Friday May 31, 12 to 1 pm

Leveraging Generative AI for Political Persuasion: Experimental Insights into Message Effectiveness and Democratic Reciprocity

Ethan Busby is an Assistant Professor of Political Science at Brigham Young University, specializing in political psychology, extremism, artificial intelligence, and computational social science. His research relies on various methods, using lab experiments, quasi-experiments, survey experiments, text-as-data, surveys, artificial intelligence, and large-language models. He studies extremism in democracies, including what extremism is, who people blame for extremism, and what encourages and discourages extremism.

Friday June 7, 12 to 1 pm

Privacy protection in RCTs: The challenge of privacy protection in the field

Lars Vilhuber holds a Ph.D. in Economics from Université de Montréal, Canada, and is currently on the faculty of the Cornell University Economics Department. He has interests in labor economics, statistical disclosure limitation and data dissemination, and reproducibility and replicability in the social sciences. He is the Data Editor of the American Economic Association, and Managing Editor of the Journal of Privacy and Confidentiality.

Friday June 14, 12 to 1 pm

Field experimentation in the U.S. safety net

Jae Yeon Kim is a senior data scientist at the Safety Net Innovations Lab at Code for America, and a research fellow at the SNF Agora Institute and P3 Lab at Johns Hopkins University, as well as the Center for Public Leadership and Civic Power Lab at Harvard Kennedy School. He holds a Ph.D. in political science from UC Berkeley.

Friday June 21, 12 to 1 pm

Can Generative AI Improve Social Science

Chris Bail is Professor of Sociology, Political Science, and Public Policy at Duke University, where he founded the Polarization Lab. He studies how artificial intelligence shapes human behavior in a range of different settings—and social media platforms in particular.

Wednesday June 26, 1 to 2 pm

The effects of Facebook and Instagram on the 2020 election: A deactivation experiment

The talk will be based on this paper which studies the effect of Facebook and Instagram access on political beliefs, attitudes, and behavior by randomizing a subset of 19,857 Facebook users and 15,585 Instagram users to deactivate their accounts for 6 weeks before the 2020 U.S. election.

Matthew Gentzkow is the Landau Professor of Technology and the Economy at Stanford University. He studies applied microeconomics with a focus on media and technology industries. He received the 2014 John Bates Clark Medal, given by the American Economic Association to the American economist under the age of forty who has made the most significant contribution to economic thought and knowledge. He is a member of the National Academy of Sciences, a fellow of the American Academy of Arts and Sciences, a fellow of the Econometric Society, a senior fellow at the Stanford Institute for Economic Policy Research, and the Editor of American Economic Review: Insights.

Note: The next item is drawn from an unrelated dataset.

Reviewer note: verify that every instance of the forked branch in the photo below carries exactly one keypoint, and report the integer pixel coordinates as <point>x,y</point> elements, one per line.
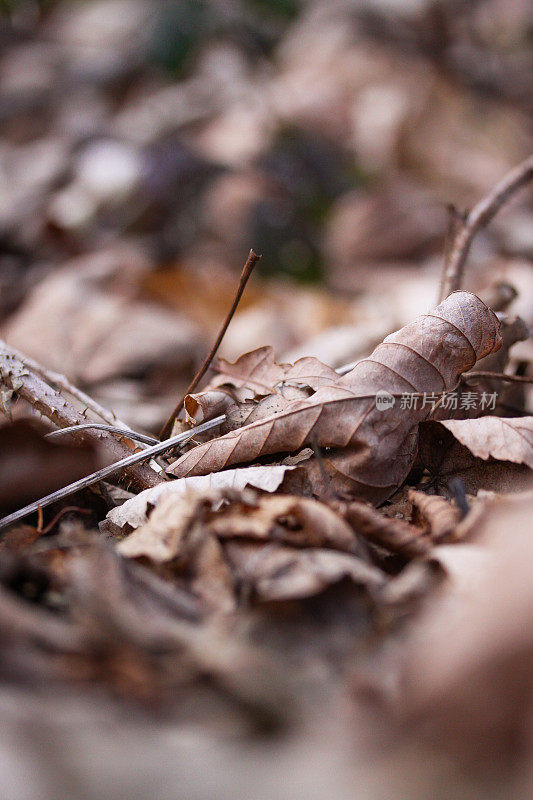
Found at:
<point>477,219</point>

Friday June 28, 12 to 1 pm

The Lie Detectives: In Search of a Playbook for Winning Elections in the Disinformation Age

Sasha Issenberg is a journalist and author of “The Lie Detectives: In Search of a Playbook for Winning Elections in the Disinformation Age” and four previous books, most recently “The Engagement: America’s Quarter-Century Struggle Over Same-Sex Marriage.” He teaches in the UCLA Department of Political Science and is a correspondent for Monocle. His work has also appeared in New YorkThe New York Times Magazine and George, where he was a contributing editor.